Recent work on these issues is summarized in “Space Based Energy Beaming Requirements for Interstellar Laser Sailing,” by Travis Taylor, R. Charles Anding, D. Halford and Gregory Matloff. The authors quickly point to a major limitation of laser propulsion: the beam must be aimed precisely and kept tightly collimated (avoiding beam spread) “…to an accuracy defined by a 100-km sail size at the far end of a trillion-kilometer acceleration ‘runway.'”
One method for doing this is Forward’s, constructing an O’Meara para-lens, which is a huge Fresnel lens made of concentric rings of some lightweight, transparent material, with free space between the rings and spars to hold the vast structure together. The lens would be constructed in the outer Solar System between the orbits of Saturn and Uranus. Supplying it would be a laser beam from an installation near Mercury’s orbit, one demanding laser power to the tune of roughly 1000 times our civilization’s current power consumption.

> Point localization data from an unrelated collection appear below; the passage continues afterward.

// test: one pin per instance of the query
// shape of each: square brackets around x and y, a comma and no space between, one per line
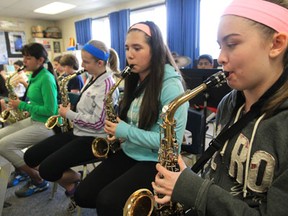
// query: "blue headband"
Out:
[96,52]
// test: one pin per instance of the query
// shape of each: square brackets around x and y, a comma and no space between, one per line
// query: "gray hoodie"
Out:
[234,187]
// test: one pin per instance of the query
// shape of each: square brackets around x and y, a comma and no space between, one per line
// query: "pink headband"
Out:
[143,27]
[267,13]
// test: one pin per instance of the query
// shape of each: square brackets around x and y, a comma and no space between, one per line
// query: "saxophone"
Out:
[141,202]
[12,115]
[57,119]
[101,146]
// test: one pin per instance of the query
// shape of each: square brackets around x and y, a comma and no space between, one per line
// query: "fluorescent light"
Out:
[54,8]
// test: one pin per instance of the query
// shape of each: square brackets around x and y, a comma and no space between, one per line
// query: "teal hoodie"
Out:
[42,94]
[143,145]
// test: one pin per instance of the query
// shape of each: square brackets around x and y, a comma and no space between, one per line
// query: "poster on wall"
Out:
[3,49]
[16,42]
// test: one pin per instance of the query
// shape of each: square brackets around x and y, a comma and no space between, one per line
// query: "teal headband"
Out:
[98,53]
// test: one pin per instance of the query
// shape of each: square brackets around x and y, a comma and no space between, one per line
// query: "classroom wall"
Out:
[68,28]
[19,24]
[67,25]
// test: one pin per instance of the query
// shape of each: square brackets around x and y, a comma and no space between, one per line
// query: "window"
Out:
[101,30]
[209,20]
[149,14]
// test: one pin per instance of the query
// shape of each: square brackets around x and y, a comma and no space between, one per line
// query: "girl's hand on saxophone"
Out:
[63,110]
[165,181]
[14,103]
[110,129]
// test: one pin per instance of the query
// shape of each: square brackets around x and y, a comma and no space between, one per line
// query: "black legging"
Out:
[58,153]
[109,185]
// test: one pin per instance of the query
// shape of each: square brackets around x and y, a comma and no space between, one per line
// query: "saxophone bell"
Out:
[168,154]
[52,122]
[4,115]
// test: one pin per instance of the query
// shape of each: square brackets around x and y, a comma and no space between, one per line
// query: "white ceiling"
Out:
[24,8]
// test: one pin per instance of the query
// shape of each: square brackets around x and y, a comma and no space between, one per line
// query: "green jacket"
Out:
[42,95]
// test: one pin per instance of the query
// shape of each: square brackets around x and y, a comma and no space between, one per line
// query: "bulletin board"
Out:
[3,49]
[14,43]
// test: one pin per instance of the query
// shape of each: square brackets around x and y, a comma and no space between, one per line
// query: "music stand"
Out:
[206,99]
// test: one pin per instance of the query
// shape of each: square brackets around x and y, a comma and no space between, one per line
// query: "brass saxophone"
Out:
[141,202]
[12,115]
[101,146]
[57,119]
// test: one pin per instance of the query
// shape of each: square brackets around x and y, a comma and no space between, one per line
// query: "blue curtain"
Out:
[183,21]
[119,24]
[83,31]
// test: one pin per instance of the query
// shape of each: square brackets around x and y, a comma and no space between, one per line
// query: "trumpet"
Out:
[57,119]
[101,146]
[12,114]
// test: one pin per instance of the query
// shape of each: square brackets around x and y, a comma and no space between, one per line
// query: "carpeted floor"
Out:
[40,204]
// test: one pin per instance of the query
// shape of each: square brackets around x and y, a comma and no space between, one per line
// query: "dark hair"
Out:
[19,63]
[113,55]
[38,51]
[150,106]
[57,58]
[69,60]
[206,56]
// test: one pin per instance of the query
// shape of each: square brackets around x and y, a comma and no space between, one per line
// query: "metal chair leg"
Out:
[54,189]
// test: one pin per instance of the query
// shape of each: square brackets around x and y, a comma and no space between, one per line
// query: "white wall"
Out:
[18,24]
[68,28]
[67,25]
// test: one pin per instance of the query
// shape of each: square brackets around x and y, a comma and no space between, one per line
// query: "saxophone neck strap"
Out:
[228,132]
[91,82]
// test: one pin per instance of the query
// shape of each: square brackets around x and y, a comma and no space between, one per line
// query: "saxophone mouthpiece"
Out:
[21,68]
[226,73]
[80,72]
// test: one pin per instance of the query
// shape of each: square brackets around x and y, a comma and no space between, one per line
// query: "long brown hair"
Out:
[150,106]
[282,94]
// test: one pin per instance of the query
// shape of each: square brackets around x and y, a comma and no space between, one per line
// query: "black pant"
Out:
[58,153]
[109,185]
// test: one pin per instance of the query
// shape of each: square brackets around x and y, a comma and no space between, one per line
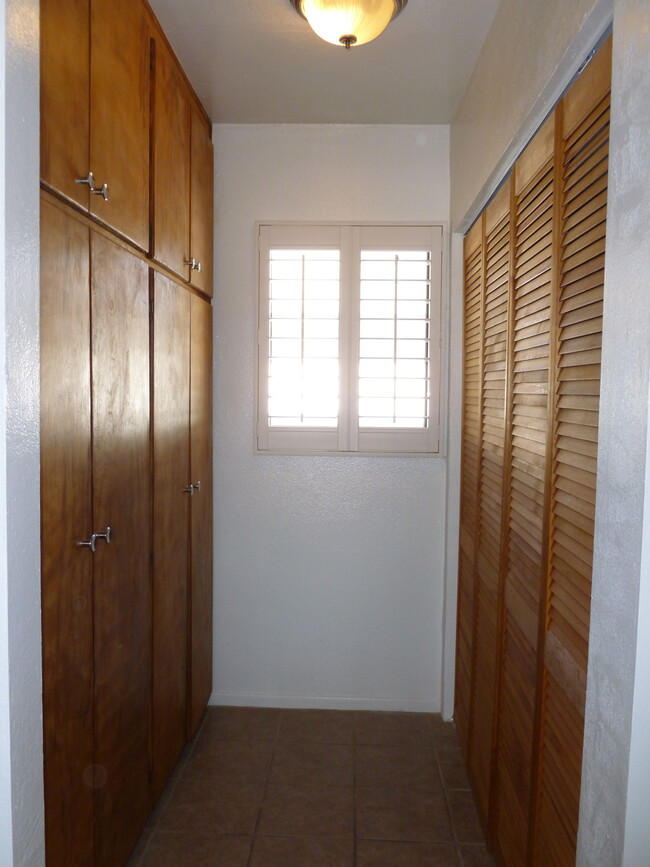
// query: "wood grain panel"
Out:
[526,504]
[202,203]
[66,518]
[65,86]
[119,116]
[490,496]
[469,479]
[171,524]
[171,164]
[201,539]
[121,488]
[584,155]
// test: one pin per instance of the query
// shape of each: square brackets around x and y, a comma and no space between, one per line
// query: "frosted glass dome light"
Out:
[349,22]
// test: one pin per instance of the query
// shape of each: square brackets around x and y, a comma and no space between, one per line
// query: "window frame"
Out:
[348,438]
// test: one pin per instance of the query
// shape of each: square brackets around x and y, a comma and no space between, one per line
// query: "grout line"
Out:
[276,741]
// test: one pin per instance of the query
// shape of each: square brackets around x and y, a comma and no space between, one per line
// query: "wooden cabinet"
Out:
[202,204]
[171,534]
[183,177]
[200,684]
[96,595]
[95,60]
[127,614]
[182,535]
[534,279]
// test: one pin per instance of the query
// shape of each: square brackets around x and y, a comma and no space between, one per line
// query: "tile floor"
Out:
[261,787]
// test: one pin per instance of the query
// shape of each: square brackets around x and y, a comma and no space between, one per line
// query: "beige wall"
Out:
[532,51]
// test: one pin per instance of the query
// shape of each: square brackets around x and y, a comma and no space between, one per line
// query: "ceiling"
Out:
[257,61]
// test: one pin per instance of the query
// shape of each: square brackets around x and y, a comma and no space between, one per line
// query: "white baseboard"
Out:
[314,702]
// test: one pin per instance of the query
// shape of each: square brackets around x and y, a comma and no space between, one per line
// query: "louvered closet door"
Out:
[469,478]
[490,496]
[585,125]
[525,542]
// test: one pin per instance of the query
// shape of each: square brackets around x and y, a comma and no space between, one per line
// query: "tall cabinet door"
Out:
[201,541]
[171,527]
[121,499]
[66,519]
[171,178]
[65,63]
[119,115]
[202,204]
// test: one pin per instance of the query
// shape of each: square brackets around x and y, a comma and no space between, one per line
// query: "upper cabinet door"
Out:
[65,63]
[171,160]
[202,204]
[119,116]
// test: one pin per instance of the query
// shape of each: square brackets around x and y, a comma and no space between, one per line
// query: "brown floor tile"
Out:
[452,768]
[241,723]
[208,806]
[464,816]
[399,729]
[317,726]
[476,856]
[313,765]
[229,761]
[385,854]
[172,849]
[303,811]
[302,852]
[403,814]
[396,766]
[444,733]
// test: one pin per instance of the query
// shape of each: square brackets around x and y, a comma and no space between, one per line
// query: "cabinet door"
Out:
[119,116]
[171,165]
[201,550]
[66,518]
[171,479]
[202,203]
[65,64]
[121,501]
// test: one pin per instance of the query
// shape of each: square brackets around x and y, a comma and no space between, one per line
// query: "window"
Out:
[349,339]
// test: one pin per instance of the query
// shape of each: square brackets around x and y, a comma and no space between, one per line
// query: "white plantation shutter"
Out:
[349,339]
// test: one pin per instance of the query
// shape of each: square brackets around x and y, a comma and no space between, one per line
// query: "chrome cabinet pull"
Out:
[97,191]
[102,191]
[89,544]
[105,535]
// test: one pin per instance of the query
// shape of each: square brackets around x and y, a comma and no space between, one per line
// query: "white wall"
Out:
[21,793]
[616,767]
[328,570]
[532,51]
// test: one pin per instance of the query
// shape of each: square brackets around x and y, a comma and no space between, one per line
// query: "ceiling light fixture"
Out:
[349,22]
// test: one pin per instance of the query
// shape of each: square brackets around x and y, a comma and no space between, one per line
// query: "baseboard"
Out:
[314,702]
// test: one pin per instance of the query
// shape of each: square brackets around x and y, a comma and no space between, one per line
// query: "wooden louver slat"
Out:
[534,269]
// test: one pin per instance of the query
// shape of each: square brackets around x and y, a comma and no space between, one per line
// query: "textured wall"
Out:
[328,570]
[21,790]
[529,56]
[614,817]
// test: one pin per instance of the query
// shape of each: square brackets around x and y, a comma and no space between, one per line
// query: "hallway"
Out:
[261,787]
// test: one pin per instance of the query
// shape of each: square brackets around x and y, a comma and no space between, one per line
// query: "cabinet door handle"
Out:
[89,544]
[90,180]
[102,191]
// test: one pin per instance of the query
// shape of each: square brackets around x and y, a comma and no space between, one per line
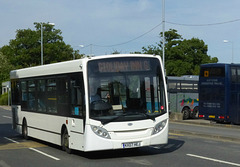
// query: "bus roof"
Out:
[64,67]
[184,77]
[219,64]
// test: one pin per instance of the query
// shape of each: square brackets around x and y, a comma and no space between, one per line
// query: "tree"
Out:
[182,56]
[25,50]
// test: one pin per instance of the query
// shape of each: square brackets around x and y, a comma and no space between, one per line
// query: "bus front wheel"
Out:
[65,142]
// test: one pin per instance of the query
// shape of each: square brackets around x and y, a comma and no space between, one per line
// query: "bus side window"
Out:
[77,96]
[24,96]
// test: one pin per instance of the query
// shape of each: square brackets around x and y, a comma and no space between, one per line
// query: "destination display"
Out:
[124,66]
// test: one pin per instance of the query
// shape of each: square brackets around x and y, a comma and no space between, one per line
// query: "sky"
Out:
[105,26]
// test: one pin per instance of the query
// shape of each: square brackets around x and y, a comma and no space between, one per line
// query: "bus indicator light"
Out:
[221,117]
[206,73]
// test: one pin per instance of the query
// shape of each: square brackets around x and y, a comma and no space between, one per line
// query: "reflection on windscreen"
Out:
[124,96]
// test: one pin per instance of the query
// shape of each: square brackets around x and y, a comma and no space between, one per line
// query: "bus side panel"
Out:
[40,126]
[76,133]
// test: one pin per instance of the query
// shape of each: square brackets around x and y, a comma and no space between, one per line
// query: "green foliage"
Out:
[182,56]
[4,99]
[25,50]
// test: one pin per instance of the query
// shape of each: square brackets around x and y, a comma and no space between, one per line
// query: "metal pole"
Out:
[41,43]
[163,31]
[232,52]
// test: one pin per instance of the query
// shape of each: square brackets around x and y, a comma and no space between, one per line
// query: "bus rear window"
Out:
[212,72]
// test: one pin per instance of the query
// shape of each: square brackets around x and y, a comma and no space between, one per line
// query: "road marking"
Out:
[50,156]
[175,134]
[11,140]
[4,164]
[7,117]
[212,159]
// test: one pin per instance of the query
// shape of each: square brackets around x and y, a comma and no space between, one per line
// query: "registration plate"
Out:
[131,144]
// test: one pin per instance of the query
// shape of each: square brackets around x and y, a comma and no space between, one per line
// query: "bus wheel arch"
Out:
[186,113]
[65,140]
[24,129]
[195,112]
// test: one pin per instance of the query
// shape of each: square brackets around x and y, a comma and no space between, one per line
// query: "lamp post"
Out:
[163,31]
[227,41]
[42,40]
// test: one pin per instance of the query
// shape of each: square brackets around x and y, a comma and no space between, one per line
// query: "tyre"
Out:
[65,142]
[25,130]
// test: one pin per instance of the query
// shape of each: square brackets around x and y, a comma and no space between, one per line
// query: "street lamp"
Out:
[227,41]
[81,46]
[42,40]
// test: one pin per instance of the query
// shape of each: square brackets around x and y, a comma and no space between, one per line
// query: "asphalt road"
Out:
[183,149]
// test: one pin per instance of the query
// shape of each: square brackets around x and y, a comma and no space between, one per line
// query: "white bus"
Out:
[96,103]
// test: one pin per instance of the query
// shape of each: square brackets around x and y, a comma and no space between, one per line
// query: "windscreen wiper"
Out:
[116,118]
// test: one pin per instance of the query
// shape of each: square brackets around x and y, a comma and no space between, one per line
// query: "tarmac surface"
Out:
[198,127]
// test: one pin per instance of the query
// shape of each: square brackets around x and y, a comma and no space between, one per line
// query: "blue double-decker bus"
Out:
[219,92]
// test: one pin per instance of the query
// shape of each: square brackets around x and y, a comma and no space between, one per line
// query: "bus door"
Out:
[76,121]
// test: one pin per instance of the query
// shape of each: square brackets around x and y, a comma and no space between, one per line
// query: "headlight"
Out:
[159,127]
[100,132]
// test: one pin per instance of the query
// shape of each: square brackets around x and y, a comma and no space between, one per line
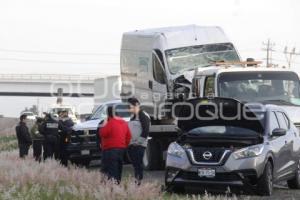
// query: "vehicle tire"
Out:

Other possibilities for energy beaming include accelerating micro-sails in the beam; these would impact upon the larger spacecraft, transferring their momentum to it. Matloff has also determined that some sail shapes may be able to automatically correct for small beam drift. And it may be possible in some way to employ gravitational lensing; just as the light from an object occulted by the Sun, when seen from a distance greater than 550 AU from the Sun, is focused into an amplified and narrow beam, perhaps beamed energy from the Earth could be similarly tailored to reproduce this effect.
Other items of interest in this wide-ranging paper include an analysis showing that instead of Forward’s para-lens design, a solid optic might have better optical and structural properties. The authors experiment with a small-scale prototype of an electrically controlled membrane reflector as a proof-of-concept, confirming that curvature produced in the reflector by electrostatic forces made it into a useful antenna.
The huge power requirements of laser sailing will demand large solar collector arrays based in space. In this context, the authors consider the precise control system demands needed to keep the laser beam on the sail at large distances from the Sun. From the paper:
The analysis given here, which did not take into account pointing jitter, suggests a minimum of about 15 km in radius for the collector. If pointing error is considered, it appears that the current state-of-the-art of jitter control is many orders of magnitude from enabling a laser sailing mission. Beam control is the largest obstacle for laser sailing.
And later:
Preliminary analysis suggests that the standard O’Meara para-lens would be inefficient and most likely difficult to control or steer. More analysis and experiment should be conducted, however, before the idea is completely discarded. On the other hand, the current status of large reflective optics seems more likely to be technologically feasible in the near future.
The paper is T. Taylor, R.C. Anding et al., “Space Based Energy Beaming Requirements for Interstellar Laser Sailing,” CP664, Beamed Energy Propulsion: First International Symposium on Beamed Energy Propulsion, ed. By A.V. Pakhomov (2003), American Institute of Physics 0-7354-0126-8. The original Forward paper — now considered a classic — is “Roundtrip Interstellar Travel Using Laser-Pushed Lightsails,” Journal of Spacecraft and Rockets 21 (1984), pp. 187-195.